“While Knifeworld fret about doom and ward it off with their showbiz,gets by on faith. Not for him Knifeworld’s tussle of John Barry and John Adams, nor their trick-cycling. With Todd Tobias keeping a gentle producer’s eye on things, ‘The Wooden Heart’ rolls along on that familiar drowsy acoustic-guitar trudge that’s served forty years of green-tinted psychedelia from Camel to Mercury Rev to Porcupine Tree. A spectral moonlit fungus of vaporous keyboards grow on and around everything: a high-altitude electric wash of sparks, smoothness and textural drag spreads out at telescope height, snowploughing the Milky Way. As for the song, it’s less involved and intricate than much of the material which Kramies has sung up for us since his 2008 emergence. A dream-pop caroller with a lucid organic twist to his songs, he once came across as a mellower Paddy McAloon with a hint of pixie. Now he’s closer to visionary Neil Young territory, the point where American folk-song blurs without a jolt into slumbering subconscious. He’s singing softly and with understanding beyond his sleepy burr, like a wise newborn already dusted from the road.
This is a love song, of a different kind. Kramies is pulling up memories: treasuring them, but also acknowledging how memory and memorabilia gently cheat and distort the truths which they’re set up to hold onto – “Forged from the photograph when the tides they rode you down; / smudged from the perfect lens, so I brought you back to ground.” Despite the dreamy, distant atmospheres Kramies isn’t dwelling on someone gone. He’s celebrating someone never lost, someone coming into clearer focus as present merges with memory: “We fell in love with wind, sun and movies, / no need to stay. / Countdowns and journeys, conversations, fell through our day.”

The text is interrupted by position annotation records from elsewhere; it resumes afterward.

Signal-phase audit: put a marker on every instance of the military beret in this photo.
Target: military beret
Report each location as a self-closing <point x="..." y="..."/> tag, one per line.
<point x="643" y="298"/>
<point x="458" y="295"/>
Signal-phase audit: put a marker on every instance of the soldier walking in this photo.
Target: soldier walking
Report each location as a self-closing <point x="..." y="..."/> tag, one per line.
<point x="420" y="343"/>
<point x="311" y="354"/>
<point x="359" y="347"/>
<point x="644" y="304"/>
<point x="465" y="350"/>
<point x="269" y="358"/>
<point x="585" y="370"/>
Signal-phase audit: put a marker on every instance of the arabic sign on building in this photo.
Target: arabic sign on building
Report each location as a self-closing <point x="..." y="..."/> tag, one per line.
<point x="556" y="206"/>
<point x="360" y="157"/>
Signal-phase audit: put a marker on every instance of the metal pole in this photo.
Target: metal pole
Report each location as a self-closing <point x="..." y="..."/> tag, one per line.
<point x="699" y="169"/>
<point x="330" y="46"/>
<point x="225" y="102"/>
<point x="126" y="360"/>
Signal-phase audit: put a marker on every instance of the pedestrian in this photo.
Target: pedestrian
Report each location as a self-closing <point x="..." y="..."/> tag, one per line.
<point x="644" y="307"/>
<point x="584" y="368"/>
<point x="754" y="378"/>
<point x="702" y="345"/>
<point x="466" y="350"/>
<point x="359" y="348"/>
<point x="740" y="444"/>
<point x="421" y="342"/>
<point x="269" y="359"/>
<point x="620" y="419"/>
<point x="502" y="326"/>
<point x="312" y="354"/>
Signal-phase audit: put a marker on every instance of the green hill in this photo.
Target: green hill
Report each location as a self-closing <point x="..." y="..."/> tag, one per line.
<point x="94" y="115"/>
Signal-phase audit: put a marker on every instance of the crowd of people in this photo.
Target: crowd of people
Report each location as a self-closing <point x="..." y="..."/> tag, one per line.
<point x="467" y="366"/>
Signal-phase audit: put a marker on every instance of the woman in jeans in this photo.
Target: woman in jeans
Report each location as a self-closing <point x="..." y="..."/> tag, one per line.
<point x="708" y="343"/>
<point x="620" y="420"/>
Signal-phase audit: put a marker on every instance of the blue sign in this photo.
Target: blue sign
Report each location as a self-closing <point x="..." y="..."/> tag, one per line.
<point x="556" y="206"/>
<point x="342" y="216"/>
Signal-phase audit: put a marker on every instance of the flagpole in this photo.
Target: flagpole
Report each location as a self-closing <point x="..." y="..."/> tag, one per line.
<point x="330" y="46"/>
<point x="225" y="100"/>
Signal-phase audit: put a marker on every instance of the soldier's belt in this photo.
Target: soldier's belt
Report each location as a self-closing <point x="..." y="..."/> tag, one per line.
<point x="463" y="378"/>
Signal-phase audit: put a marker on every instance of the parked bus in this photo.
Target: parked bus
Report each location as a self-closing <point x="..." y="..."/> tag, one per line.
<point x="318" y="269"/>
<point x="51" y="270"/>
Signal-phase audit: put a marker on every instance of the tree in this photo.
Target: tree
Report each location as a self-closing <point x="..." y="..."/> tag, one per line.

In the middle, the song holds its breath for half a moment, then rises into a blissful dream-pop threshing; a massed quilt of hammering Slowdive-ian guitars joyfully plunging down onto each beat. “Spill out the haven, throw my maths chart away, ‘cos you’re the one,” Kramies sings, in an exultant sigh. “Throw my maps, a castaway.” It’s rare to find dream-pop that resolves with such assured optimism, in which you can sense experience shifting into its proper place. While Kavus and Knifeworld constantly quest for resolution – and spin some dazzling pirouettes along the way – Kramies seems to have mastered the talent of simply breathing it into shape.”